March 17, 2015 | 04:32 PM - Posted by Anonymous (not verified)

You will need a motherboard that supports a mezzanine module or Nvidia could include the mezzanine module connector on the PCI card. Having a mezzanine module is a good thing especially for all the extra traces and connectivity improvements.

March 18, 2015 | 04:26 AM - Posted by Anonymous (not verified)

I thought nvlink was for gpu-to-gpu communication, not necessarily for connection to the cpu. It makes sense if they have 3D (or "2.5D") memory since the only thing routed out of the package is power/gnd and pci-e link otherwise. Instead of routing a 256-bit memory interface, they can route a wide interface to a neighboring gpu. I don't know if this will allow sufficient bandwidth for the gpus to really share memory rather than having completely independent memory.

March 18, 2015 | 12:14 PM - Posted by Anonymous (not verified)

Nvlink was developed to connect IBM's power8 CPUs with Nvidia's GPU accelerators. Nvlink borrowed heavily from IBM's CAPI coherent connection fabric technology in making Nvlink. Nvidia's Volta GPUs will be used along side IBM's Powre9 CPUs in the recently announced supercomputing* contracted awarded by the big spender U-SAM, so expect some good technology to filter down form your tax dollars.
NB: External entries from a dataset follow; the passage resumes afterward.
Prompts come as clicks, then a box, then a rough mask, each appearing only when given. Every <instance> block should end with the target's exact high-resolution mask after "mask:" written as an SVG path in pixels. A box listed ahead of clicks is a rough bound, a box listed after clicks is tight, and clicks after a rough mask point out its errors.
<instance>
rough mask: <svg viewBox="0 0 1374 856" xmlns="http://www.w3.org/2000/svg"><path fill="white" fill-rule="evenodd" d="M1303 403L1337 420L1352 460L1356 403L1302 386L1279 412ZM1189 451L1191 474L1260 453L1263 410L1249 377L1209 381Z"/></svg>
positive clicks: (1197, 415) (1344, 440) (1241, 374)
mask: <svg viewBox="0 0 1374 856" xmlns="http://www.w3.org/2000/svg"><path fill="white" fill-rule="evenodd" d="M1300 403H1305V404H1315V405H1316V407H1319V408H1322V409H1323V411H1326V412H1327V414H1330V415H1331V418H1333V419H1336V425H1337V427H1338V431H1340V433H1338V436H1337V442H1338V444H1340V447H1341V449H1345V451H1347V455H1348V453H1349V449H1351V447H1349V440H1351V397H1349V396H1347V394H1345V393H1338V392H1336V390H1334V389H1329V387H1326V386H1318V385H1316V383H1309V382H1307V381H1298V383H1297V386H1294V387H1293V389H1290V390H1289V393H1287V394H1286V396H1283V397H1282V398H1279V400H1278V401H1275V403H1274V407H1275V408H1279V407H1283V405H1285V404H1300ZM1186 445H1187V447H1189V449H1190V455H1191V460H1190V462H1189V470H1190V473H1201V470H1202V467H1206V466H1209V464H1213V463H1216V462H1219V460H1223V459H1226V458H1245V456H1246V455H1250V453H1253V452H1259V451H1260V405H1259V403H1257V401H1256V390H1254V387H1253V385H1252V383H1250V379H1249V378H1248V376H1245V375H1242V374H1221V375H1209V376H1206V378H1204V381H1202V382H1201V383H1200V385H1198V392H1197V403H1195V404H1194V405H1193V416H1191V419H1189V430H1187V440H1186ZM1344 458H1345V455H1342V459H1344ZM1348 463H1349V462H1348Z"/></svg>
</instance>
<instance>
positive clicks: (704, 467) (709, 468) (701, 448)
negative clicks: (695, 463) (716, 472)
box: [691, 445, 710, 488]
Really Nvidia should get a Power8 license from OpenPower, and tell Intel to get to stepping, and make some home gaming servers of its own. IBM needs to lower the pricing on those licensable power8 design variants a little more for Nvidia/others to use for the some Power8 based consumer PC/laptop SKUs. Those power8 cores are beasts, and would make on hell of a gaming system CPU SKU to have on the motherboard, or module!

* http://www.anandtech.com/show/8727/nvidia-ibm-supercomputers

March 18, 2015 | 12:17 PM - Posted by Anonymous (not verified)
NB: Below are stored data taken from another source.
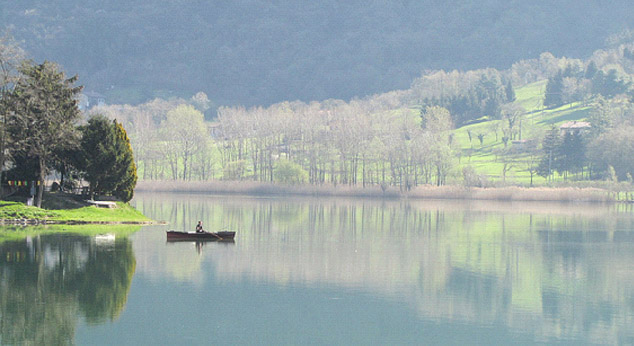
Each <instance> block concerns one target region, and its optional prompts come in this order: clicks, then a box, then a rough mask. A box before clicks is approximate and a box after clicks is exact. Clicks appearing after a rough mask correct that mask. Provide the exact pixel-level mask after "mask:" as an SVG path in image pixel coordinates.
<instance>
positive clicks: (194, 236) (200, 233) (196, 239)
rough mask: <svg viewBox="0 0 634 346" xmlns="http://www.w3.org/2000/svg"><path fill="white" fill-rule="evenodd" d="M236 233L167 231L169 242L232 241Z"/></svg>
mask: <svg viewBox="0 0 634 346" xmlns="http://www.w3.org/2000/svg"><path fill="white" fill-rule="evenodd" d="M235 236H236V232H233V231H222V232H200V233H199V232H180V231H173V230H172V231H167V241H187V240H207V241H227V240H229V241H232V240H233V238H234V237H235Z"/></svg>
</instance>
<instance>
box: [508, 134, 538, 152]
mask: <svg viewBox="0 0 634 346" xmlns="http://www.w3.org/2000/svg"><path fill="white" fill-rule="evenodd" d="M511 145H512V147H511V148H513V151H514V152H516V153H524V152H529V151H533V150H535V149H537V141H536V140H535V139H532V138H531V139H520V140H514V141H511Z"/></svg>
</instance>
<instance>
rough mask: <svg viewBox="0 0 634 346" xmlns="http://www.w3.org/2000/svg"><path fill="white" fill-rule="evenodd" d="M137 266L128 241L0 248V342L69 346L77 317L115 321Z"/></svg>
mask: <svg viewBox="0 0 634 346" xmlns="http://www.w3.org/2000/svg"><path fill="white" fill-rule="evenodd" d="M135 266H136V261H135V258H134V254H133V252H132V246H131V243H130V241H129V240H128V239H127V238H117V239H116V240H115V239H110V240H107V241H105V242H104V241H97V240H96V239H95V238H94V237H87V236H78V235H67V234H49V235H41V236H35V237H27V238H26V239H23V240H19V241H5V242H2V243H0V273H1V276H0V342H1V343H2V344H25V343H26V344H68V343H72V342H73V339H74V335H75V327H76V324H77V322H78V318H79V317H80V316H83V317H84V318H85V320H86V321H87V322H88V323H102V322H104V321H109V320H110V321H112V320H115V319H116V318H117V317H118V316H119V315H120V313H121V311H122V310H123V308H124V307H125V304H126V299H127V295H128V291H129V289H130V283H131V281H132V276H133V275H134V271H135Z"/></svg>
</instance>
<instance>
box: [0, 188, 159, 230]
mask: <svg viewBox="0 0 634 346" xmlns="http://www.w3.org/2000/svg"><path fill="white" fill-rule="evenodd" d="M42 206H43V207H44V208H37V207H31V206H27V205H25V204H24V203H21V202H17V201H0V220H2V223H5V224H6V223H15V222H16V220H30V221H33V220H37V221H45V222H46V223H47V224H55V223H57V224H73V223H75V224H81V223H108V224H117V223H138V224H143V223H149V222H151V221H152V220H150V219H148V218H147V217H146V216H145V215H143V214H141V213H140V212H139V211H138V210H136V209H134V208H132V207H131V206H130V205H129V204H126V203H122V202H117V203H116V208H97V207H95V206H91V205H88V204H87V203H85V202H83V201H81V200H75V199H73V198H70V197H69V196H67V195H61V194H47V195H46V196H45V197H44V203H43V204H42ZM18 222H19V221H18Z"/></svg>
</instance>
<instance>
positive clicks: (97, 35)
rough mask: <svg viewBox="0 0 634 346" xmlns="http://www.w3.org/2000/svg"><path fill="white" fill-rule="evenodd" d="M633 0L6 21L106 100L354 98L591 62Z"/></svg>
mask: <svg viewBox="0 0 634 346" xmlns="http://www.w3.org/2000/svg"><path fill="white" fill-rule="evenodd" d="M632 9H633V5H632V4H631V2H630V1H610V2H578V1H572V0H565V1H557V2H549V1H530V2H527V1H501V0H484V1H477V2H476V1H470V2H465V1H414V0H401V1H388V2H382V1H359V0H352V1H346V2H340V1H334V0H324V1H319V2H314V1H305V0H304V1H283V0H277V1H264V0H245V1H228V2H217V1H214V2H207V1H202V0H196V1H185V0H180V1H166V2H156V1H148V0H133V1H121V0H112V1H108V2H102V1H96V0H84V1H76V0H60V1H55V2H49V1H44V0H22V1H5V2H0V21H1V23H2V26H3V28H2V29H5V30H8V31H9V32H10V33H11V34H12V35H13V36H14V37H15V38H16V39H18V40H20V41H22V42H23V46H24V48H25V49H27V51H28V52H29V53H30V54H31V56H32V57H33V58H34V59H36V60H38V61H41V60H44V59H47V60H52V61H56V62H59V63H60V64H61V65H62V66H63V68H64V69H65V70H66V72H67V73H68V74H78V75H79V77H80V83H81V84H83V85H85V86H86V90H92V91H96V92H99V93H102V94H104V95H106V96H107V98H108V100H107V101H108V102H109V103H138V102H143V101H146V100H148V99H151V98H153V97H156V96H159V97H168V96H170V95H174V96H191V95H192V94H194V93H196V92H197V91H204V92H205V93H206V94H207V95H208V96H209V98H210V99H211V100H212V101H214V102H215V103H216V105H237V104H242V105H247V106H250V105H256V104H261V105H268V104H272V103H275V102H280V101H283V100H295V99H299V100H303V101H311V100H324V99H328V98H338V99H349V98H352V97H355V96H365V95H369V94H374V93H381V92H385V91H389V90H394V89H402V88H407V87H409V85H410V83H411V82H412V80H414V78H416V77H418V76H420V74H421V71H423V70H427V69H475V68H482V67H496V68H508V67H509V66H510V65H511V64H512V63H514V62H516V61H518V60H521V59H528V58H536V57H538V56H539V54H540V53H541V52H545V51H550V52H552V53H553V54H555V55H558V56H561V55H565V56H571V57H587V56H589V55H590V54H591V53H592V52H593V51H594V50H596V49H597V48H599V47H602V46H603V45H604V44H605V40H606V38H608V37H609V36H610V35H612V34H615V33H618V32H620V31H623V30H625V29H628V28H629V27H630V25H631V23H634V11H633V10H632Z"/></svg>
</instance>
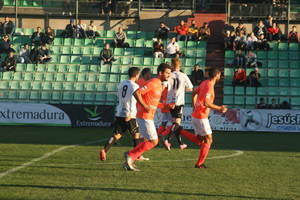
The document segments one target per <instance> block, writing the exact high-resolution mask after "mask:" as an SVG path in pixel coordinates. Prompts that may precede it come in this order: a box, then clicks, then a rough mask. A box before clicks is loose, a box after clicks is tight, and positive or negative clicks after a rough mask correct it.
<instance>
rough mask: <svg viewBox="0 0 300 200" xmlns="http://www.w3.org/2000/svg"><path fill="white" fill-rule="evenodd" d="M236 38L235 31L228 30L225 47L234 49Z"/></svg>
mask: <svg viewBox="0 0 300 200" xmlns="http://www.w3.org/2000/svg"><path fill="white" fill-rule="evenodd" d="M234 40H235V32H230V31H227V32H226V35H225V37H224V48H225V50H232V49H233V41H234Z"/></svg>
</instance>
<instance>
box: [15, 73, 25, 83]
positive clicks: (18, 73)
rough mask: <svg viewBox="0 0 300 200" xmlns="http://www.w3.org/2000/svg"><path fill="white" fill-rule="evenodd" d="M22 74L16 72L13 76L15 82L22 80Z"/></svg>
mask: <svg viewBox="0 0 300 200" xmlns="http://www.w3.org/2000/svg"><path fill="white" fill-rule="evenodd" d="M22 77H23V76H22V73H21V72H15V73H14V74H13V80H14V81H21V80H22Z"/></svg>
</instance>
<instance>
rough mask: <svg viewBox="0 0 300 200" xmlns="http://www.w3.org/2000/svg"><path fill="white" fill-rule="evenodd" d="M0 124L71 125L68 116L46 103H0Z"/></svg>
mask: <svg viewBox="0 0 300 200" xmlns="http://www.w3.org/2000/svg"><path fill="white" fill-rule="evenodd" d="M0 125H46V126H71V120H70V118H69V116H68V115H67V114H66V113H65V112H64V111H62V110H61V109H59V108H57V107H55V106H52V105H48V104H33V103H6V102H5V103H4V102H3V103H0Z"/></svg>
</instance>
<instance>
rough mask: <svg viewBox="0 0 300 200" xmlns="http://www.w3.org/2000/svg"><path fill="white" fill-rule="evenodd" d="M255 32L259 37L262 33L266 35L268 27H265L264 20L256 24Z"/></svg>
mask: <svg viewBox="0 0 300 200" xmlns="http://www.w3.org/2000/svg"><path fill="white" fill-rule="evenodd" d="M253 32H254V35H255V36H256V37H258V36H259V35H261V34H263V35H266V33H267V29H266V27H265V25H264V22H263V21H262V20H260V21H259V22H258V24H257V25H256V26H255V28H254V30H253Z"/></svg>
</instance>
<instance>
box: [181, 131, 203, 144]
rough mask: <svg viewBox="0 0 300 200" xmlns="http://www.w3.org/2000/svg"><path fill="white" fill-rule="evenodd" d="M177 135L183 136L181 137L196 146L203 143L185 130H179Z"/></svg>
mask: <svg viewBox="0 0 300 200" xmlns="http://www.w3.org/2000/svg"><path fill="white" fill-rule="evenodd" d="M179 134H180V135H183V136H184V137H185V138H187V139H188V140H189V141H191V142H194V143H195V144H197V145H202V144H203V142H202V141H201V140H199V138H198V137H197V136H196V135H195V134H193V133H190V132H188V131H187V130H184V129H181V130H180V131H179Z"/></svg>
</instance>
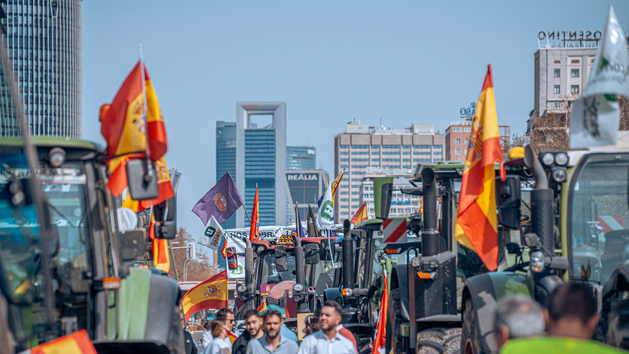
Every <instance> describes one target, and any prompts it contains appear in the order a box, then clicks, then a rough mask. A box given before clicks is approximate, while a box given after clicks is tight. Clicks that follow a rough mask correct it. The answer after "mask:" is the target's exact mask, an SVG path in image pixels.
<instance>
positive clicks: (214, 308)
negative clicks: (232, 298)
mask: <svg viewBox="0 0 629 354" xmlns="http://www.w3.org/2000/svg"><path fill="white" fill-rule="evenodd" d="M181 305H182V307H183V314H184V317H185V319H186V321H187V320H188V319H189V318H190V317H191V316H192V315H194V314H195V313H196V312H197V311H200V310H204V309H220V308H221V307H225V306H227V270H224V271H222V272H220V273H218V274H216V275H214V276H213V277H211V278H209V279H206V280H204V281H203V282H201V283H199V284H198V285H197V286H195V287H194V288H192V289H190V290H188V292H187V293H186V295H184V296H183V299H182V300H181Z"/></svg>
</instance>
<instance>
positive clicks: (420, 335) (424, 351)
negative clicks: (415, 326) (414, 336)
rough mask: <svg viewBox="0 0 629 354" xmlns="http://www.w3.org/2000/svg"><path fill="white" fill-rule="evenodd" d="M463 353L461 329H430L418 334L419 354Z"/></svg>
mask: <svg viewBox="0 0 629 354" xmlns="http://www.w3.org/2000/svg"><path fill="white" fill-rule="evenodd" d="M460 352H461V329H460V328H429V329H425V330H423V331H420V332H419V333H417V347H416V349H415V353H417V354H444V353H447V354H454V353H457V354H458V353H460Z"/></svg>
edit: form your tax dollars.
to: from your tax dollars.

AND,

Edit: on hell
to: one hell

March 17, 2015 | 02:01 PM - Posted by Anonymous (not verified)

Notice how Volta slipped yet another year. To 2018 it seems.

March 17, 2015 | 02:30 PM - Posted by Edkiefer (not verified)

Maybe they feel they need smaller node, so Pascal will be 14nm and Volta will be 10nm .

March 17, 2015 | 10:40 PM - Posted by John Blanton (not verified)

NvLink could just get soldered to the motherboard like everything else. AMD GPU's could use the CPU based pci-e controller and Nvidia's driver set could be used to enable NvLink if Nvidia GPU's are installed.

March 18, 2015 | 10:02 AM - Posted by Maff

I wonder how "Mixed Precision Compute" on NVidia GPU's stands up against a fully HSA enabled chips from other vendors.
Seems to me that with enough granularity in the GPU architecture of a HSA compatible GPU you can also effectively get as good if not better "Mixed Precision Compute" performance.

March 18, 2015 | 12:37 PM - Posted by Anonymous (not verified)

Those other vendors do not own HSA, The scientific and computing ideas behind HSA were around long before AMD/others jumped on the bandwagon. HSA aware hardware, and OSs, and UMA are good ideas for the entire computing market to adopt, Especially the HSA ability of allowing mixed maker/models of GPUs to be used in computing platforms, including integrated GPU, all able to be utilized for all computing workloads, all of the time(No switchable either/or one GPU but not the other).

Consumers really do not understand that computing never needed switchable integrated/discrete graphics, computing systems could have been able to utilize both integrated and discrete GPUs at the same time, all but for the greed of a few big monopolistic/greedy interests, who artificially prevented HSA from happening.

Mixed precision compute capabilities are not necessarily tied to HSA, they just mean better resource allocation for higher and lower precision mathematical workloads. Of course, if all the precision needs to be high, the there are some disadvantages also.